Bab 4: Kekuatan Takdir
Seiring berjalannya waktu, Aria dan Keira semakin menyadari betapa hidup mereka saling terikat. Meskipun mereka tidak selalu mengerti sepenuhnya, setiap kali Aria merasa ingin menjauh—merasa bahwa ia hanyalah pemuda sederhana dari desa kecil dan bukan pasangan yang sepadan bagi Keira—takdir selalu menemukan cara untuk mengembalikannya ke sisi Keira.
Di sisi lain, meskipun Keira memiliki ambisi besar dan impian yang mendorongnya untuk meraih sesuatu yang lebih di kota besar, ada kehangatan dalam diri Aria yang tak bisa ia abaikan. Dia merasa nyaman dan damai di dekat Aria, seolah-olah bersama Aria adalah jawaban dari semua pencarian dan kegelisahannya. Setiap kali mereka bertemu, perasaan itu semakin menguat, bagaikan magnet yang terus menarik mereka satu sama lain.
Pada suatu malam yang tenang, ketika Aria dan Keira duduk bersama di bawah langit yang dipenuhi bintang, Aria akhirnya memberanikan diri untuk mengungkapkan keraguannya. "Keira, kadang aku merasa bahwa… aku tak layak untukmu. Kamu punya segalanya. Aku hanya pemuda desa yang tak punya apa-apa."
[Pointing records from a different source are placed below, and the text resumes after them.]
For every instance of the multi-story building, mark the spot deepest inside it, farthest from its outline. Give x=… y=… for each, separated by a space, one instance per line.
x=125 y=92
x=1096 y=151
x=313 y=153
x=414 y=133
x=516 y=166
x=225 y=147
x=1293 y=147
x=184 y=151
Keira menatap Aria, kemudian tersenyum lembut sambil menggelengkan kepala. "Aria, apa yang kamu pikirkan itu salah. Kamu tak perlu memiliki segalanya untuk membuatku bahagia. Mungkin dari luar hidup kita terlihat berbeda, tapi aku merasa bahwa sejak bertemu denganmu, aku menemukan sesuatu yang tak pernah bisa kudapatkan dari ambisiku di kota. Denganmu, aku bisa menjadi diriku yang sebenarnya."
Aria terdiam sejenak, mendengarkan dengan penuh perhatian. Keira melanjutkan, “Jika takdir telah mempertemukan kita, mungkin itu karena kita punya alasan untuk bersama. Semua ini, perjalanan ini, tak mungkin hanya kebetulan.”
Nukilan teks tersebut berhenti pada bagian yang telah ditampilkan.